In seinem neuesten Buch "Meine erstaunlichen Alltagsabenteuer", das er Ende März herausgebracht hat, schreibt er: "Ich war stets mehr vom Glück als vom Pech verfolgt." Zum Erfolg, so der Autor, gebe es keinen Fahrstuhl: "Man muss die Treppe benutzen, Stufe für Stufe." Das habe er seit Jahrzehnten beherzigt und heute sei er stolz auf das Ergebnis, das er einer Mischung aus Risikobereitschaft, Durchhaltewillen und Glück zu verdanken habe.

Aber wieso dann dieser Hang zur Provokation – und das im Alter von fast 90 Jahren? "Ich habe nie um den heißen Brei herumgeredet.

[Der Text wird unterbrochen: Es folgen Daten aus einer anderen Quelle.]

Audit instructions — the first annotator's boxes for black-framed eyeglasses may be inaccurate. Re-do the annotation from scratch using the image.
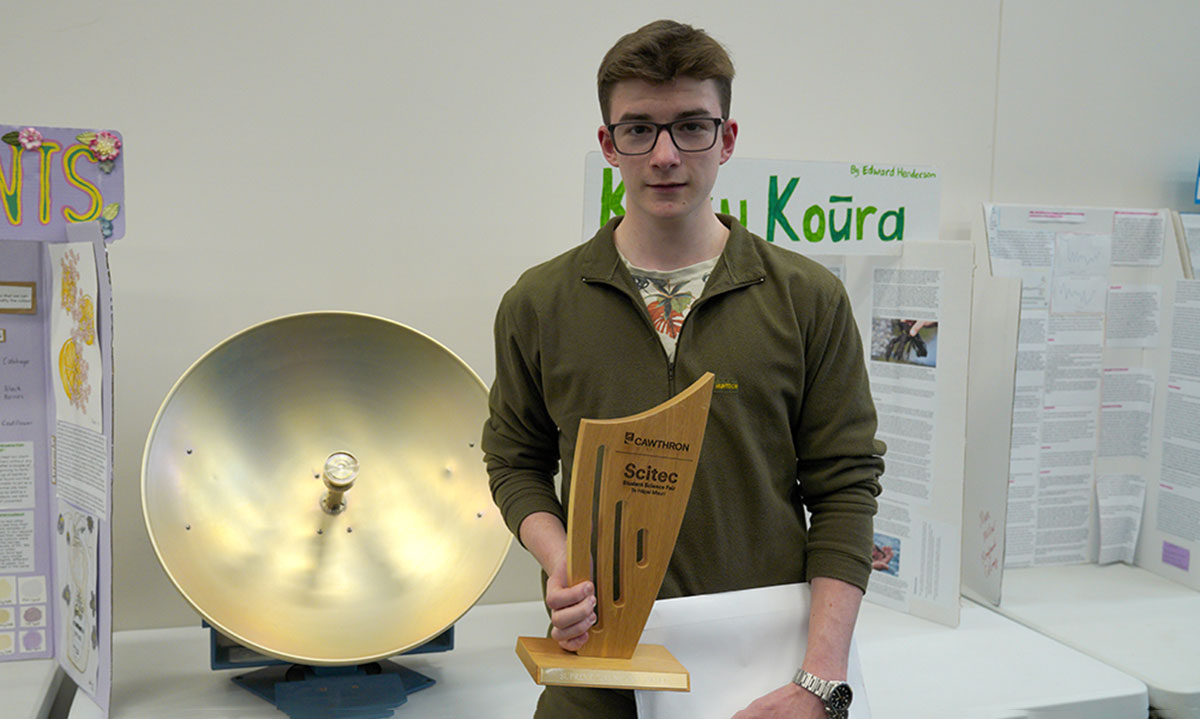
[607,118,725,155]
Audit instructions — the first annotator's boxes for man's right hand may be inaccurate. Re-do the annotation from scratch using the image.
[521,511,596,652]
[546,553,596,652]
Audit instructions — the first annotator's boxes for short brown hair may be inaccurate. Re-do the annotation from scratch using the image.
[596,20,733,122]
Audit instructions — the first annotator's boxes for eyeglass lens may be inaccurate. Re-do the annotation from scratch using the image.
[612,118,720,155]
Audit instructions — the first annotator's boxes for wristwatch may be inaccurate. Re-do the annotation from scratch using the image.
[792,669,854,719]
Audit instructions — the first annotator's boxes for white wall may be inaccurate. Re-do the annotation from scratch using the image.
[9,0,1200,629]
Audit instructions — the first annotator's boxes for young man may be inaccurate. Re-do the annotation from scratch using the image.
[482,20,883,719]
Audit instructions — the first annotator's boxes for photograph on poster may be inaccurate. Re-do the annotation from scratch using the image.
[871,532,900,576]
[871,317,937,367]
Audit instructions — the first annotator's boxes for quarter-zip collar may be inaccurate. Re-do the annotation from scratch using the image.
[582,214,767,298]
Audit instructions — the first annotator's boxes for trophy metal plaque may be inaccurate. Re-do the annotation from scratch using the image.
[517,372,713,691]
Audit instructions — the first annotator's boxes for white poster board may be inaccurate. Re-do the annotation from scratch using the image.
[984,205,1200,587]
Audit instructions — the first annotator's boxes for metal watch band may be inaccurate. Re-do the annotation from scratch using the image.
[792,669,850,719]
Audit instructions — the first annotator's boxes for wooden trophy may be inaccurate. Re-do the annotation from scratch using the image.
[517,372,713,691]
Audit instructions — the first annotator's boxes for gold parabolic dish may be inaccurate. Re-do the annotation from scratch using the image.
[142,312,511,665]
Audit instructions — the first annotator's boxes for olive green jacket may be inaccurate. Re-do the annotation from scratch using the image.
[482,215,884,598]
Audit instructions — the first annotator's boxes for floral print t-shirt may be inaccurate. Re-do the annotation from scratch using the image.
[620,254,719,363]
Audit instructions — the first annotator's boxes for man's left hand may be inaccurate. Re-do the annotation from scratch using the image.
[733,682,826,719]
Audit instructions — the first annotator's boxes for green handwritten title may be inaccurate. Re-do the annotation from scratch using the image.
[600,166,912,244]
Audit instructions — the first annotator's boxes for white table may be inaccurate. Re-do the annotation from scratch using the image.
[70,595,1146,719]
[995,564,1200,719]
[0,659,62,719]
[856,595,1146,719]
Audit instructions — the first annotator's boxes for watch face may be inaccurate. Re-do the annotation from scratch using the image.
[826,682,854,709]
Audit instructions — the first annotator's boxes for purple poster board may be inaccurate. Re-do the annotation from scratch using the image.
[0,125,125,241]
[0,125,118,714]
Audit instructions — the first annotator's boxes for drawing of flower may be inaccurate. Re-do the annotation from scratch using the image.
[88,131,121,162]
[646,278,696,337]
[17,127,43,150]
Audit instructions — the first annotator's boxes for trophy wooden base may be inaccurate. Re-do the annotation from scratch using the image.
[517,636,691,691]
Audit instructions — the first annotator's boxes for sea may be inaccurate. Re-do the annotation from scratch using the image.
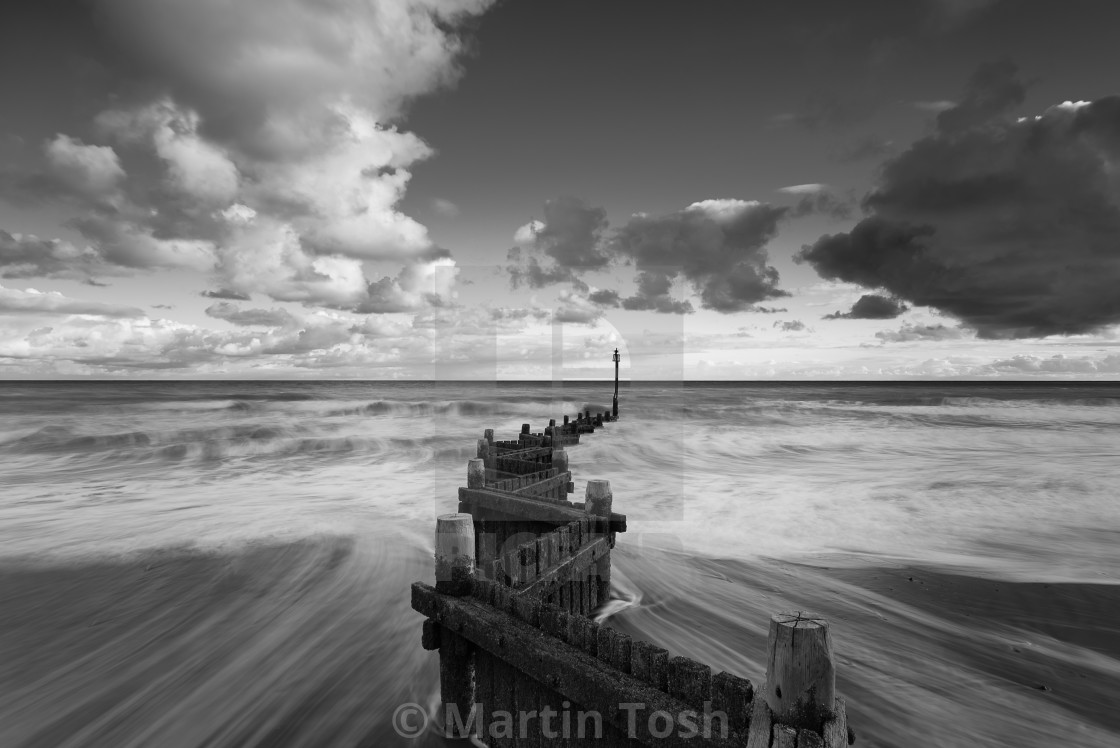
[0,381,1120,748]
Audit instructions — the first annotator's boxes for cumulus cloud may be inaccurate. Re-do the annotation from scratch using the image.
[199,288,250,301]
[0,0,492,308]
[0,230,121,280]
[206,301,295,327]
[355,259,458,314]
[786,186,856,221]
[797,63,1120,338]
[914,99,956,113]
[587,289,622,307]
[0,286,144,317]
[875,324,965,343]
[619,268,696,315]
[552,291,603,325]
[431,197,460,218]
[824,293,909,319]
[777,183,829,195]
[926,0,999,30]
[507,196,610,288]
[44,134,125,203]
[610,199,788,312]
[836,136,896,163]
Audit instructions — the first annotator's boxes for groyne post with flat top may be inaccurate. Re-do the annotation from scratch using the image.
[584,480,614,605]
[610,348,622,418]
[765,611,847,742]
[467,458,486,488]
[436,515,480,738]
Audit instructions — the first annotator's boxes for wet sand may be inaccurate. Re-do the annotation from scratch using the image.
[0,539,1120,748]
[0,539,438,748]
[613,550,1120,748]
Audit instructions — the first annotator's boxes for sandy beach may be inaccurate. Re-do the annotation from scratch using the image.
[0,539,1120,748]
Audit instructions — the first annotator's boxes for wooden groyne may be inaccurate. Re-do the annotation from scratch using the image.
[412,389,855,748]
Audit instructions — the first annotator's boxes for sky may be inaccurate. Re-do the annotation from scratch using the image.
[0,0,1120,381]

Direkt war ich schon immer, weil man dann schneller verstanden wird", erklärt er t-online. Hallervorden strotzt vor Selbstvertrauen. Gegenwind scheint ihn nicht zu stören. Im Gegenteil scheint es eher so, als treibe ihn dieser an.

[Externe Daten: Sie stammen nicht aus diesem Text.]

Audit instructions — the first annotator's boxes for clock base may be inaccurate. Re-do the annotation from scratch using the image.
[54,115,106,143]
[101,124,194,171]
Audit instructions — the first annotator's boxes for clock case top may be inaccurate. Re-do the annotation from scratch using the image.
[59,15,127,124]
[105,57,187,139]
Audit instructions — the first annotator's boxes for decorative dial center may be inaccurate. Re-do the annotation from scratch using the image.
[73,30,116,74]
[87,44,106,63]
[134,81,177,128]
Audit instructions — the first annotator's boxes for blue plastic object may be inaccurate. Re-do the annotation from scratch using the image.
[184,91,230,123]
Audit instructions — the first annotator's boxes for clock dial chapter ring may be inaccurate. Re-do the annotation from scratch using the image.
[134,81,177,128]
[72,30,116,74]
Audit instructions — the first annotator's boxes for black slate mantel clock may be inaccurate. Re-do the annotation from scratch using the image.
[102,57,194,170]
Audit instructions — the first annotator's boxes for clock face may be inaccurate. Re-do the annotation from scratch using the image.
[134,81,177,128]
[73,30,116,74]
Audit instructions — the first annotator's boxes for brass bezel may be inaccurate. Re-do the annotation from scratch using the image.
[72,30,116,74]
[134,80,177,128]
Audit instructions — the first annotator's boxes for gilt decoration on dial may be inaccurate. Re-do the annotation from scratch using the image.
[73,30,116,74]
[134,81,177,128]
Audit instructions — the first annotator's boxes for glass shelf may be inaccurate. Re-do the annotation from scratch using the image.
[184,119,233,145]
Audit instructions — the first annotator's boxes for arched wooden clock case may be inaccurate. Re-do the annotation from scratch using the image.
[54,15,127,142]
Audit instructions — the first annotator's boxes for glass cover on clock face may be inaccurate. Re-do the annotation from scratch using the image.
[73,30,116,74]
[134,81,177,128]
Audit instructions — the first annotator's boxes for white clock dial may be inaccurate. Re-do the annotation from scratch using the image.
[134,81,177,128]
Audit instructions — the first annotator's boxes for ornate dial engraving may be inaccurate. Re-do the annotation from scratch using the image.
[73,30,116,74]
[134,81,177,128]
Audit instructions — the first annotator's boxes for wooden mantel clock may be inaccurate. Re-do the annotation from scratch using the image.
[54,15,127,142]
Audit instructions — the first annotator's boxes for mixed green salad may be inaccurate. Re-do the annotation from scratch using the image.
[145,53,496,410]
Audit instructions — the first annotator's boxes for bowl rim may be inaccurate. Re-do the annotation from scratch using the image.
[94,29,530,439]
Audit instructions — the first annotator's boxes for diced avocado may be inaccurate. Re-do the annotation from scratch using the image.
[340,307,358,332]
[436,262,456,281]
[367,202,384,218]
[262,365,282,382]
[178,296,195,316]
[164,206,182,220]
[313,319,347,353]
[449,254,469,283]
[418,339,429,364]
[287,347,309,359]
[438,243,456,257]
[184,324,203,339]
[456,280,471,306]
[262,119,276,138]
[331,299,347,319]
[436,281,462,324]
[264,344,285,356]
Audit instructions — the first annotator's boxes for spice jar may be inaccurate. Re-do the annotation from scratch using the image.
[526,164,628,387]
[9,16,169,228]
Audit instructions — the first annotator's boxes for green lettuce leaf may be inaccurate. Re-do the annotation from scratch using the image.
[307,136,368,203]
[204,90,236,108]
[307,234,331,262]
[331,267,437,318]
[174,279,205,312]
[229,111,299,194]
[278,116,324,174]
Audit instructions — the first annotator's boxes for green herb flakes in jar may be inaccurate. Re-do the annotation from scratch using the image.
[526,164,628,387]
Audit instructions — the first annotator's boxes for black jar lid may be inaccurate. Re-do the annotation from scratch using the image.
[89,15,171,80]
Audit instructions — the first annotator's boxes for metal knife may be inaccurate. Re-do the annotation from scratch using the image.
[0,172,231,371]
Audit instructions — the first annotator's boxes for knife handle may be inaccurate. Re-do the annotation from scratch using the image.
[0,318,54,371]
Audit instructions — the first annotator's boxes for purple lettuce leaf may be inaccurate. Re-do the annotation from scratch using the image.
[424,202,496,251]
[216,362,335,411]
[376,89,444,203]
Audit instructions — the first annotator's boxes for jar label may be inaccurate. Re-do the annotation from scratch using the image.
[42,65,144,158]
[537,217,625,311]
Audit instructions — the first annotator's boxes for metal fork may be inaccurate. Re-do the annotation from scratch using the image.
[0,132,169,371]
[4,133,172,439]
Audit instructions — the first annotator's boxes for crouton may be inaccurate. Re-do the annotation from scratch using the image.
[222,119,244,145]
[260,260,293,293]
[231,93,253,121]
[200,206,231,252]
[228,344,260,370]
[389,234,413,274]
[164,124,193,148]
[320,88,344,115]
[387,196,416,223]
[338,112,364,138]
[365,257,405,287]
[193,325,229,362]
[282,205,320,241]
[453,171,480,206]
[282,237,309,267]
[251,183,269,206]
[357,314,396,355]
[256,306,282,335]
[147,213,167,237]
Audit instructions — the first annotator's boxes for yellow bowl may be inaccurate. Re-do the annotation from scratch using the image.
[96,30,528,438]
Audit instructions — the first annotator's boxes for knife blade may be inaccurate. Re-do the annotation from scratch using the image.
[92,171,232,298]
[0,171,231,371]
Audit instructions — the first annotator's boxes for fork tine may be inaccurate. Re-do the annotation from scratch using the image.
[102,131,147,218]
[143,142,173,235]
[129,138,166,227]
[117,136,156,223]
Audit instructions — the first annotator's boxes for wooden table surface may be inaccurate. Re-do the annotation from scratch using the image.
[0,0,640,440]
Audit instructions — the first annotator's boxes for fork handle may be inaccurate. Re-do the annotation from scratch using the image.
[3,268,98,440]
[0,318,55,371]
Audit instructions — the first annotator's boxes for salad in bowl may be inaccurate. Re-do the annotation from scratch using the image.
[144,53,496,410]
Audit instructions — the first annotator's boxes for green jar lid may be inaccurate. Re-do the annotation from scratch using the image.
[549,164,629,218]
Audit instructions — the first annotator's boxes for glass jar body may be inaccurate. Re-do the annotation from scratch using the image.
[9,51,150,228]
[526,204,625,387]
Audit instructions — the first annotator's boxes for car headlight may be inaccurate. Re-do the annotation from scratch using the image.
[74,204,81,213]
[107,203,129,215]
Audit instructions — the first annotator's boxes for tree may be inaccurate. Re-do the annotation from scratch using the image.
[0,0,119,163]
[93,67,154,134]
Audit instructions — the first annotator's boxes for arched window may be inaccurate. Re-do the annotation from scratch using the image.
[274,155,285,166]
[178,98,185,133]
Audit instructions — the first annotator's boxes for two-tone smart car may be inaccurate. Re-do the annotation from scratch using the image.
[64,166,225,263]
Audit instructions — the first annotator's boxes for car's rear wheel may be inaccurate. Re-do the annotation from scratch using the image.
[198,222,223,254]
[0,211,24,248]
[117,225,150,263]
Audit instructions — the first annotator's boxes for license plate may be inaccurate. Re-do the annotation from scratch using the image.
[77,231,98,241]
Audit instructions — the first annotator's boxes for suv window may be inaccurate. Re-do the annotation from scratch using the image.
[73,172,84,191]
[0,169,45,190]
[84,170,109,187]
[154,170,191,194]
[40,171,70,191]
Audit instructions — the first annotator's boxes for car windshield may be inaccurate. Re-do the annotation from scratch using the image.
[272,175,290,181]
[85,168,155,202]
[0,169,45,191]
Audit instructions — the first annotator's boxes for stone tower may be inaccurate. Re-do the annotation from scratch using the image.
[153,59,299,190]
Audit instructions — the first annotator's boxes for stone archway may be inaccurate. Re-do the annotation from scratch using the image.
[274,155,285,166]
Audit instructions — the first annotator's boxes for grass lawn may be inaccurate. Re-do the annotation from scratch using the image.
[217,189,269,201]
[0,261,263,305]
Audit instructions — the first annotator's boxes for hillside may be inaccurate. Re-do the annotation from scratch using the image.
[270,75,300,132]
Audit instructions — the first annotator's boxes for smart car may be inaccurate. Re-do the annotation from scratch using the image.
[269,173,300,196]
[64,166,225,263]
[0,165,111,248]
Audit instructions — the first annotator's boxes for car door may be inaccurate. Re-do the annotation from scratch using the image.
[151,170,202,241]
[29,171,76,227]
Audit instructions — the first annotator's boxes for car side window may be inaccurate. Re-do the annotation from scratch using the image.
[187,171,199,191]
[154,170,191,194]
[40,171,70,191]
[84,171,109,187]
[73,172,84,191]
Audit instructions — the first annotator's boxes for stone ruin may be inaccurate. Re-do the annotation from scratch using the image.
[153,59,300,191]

Depression, Suizidgedanken – und der Wandel

Diese unerschütterliche Überzeugung, richtigzuliegen, gut zu sein, zeichnete ihn nicht immer aus. Zwar hat er über die vergangenen Jahrzehnte fast durchgehend an Projekten gearbeitet, auf der Bühne gestanden und Witze gerissen, aber ein Blick auf seinen Lebenslauf offenbart auch Lücken. Jahrelang litt der Kabarettist unter Depressionen und dachte sogar an Suizid. "Falsche Schlafmittel zu lange in sich hineinzupumpen, hatte sehr unliebsame Nebenwirkungen", sagt er rückblickend. "Eine Klinik mit Entzugstherapie hat mich auf den rechten Weg geführt."

Die Liebe zu seiner Frau Christiane, die er 2015 kennenlernte und 2022 heiratete, hilft ihm heute über jeden Zweifel hinweg. Hallervorden sagt: "Die Lebenslust ist wieder in voller Blüte!" Und damit auch die Streitlust?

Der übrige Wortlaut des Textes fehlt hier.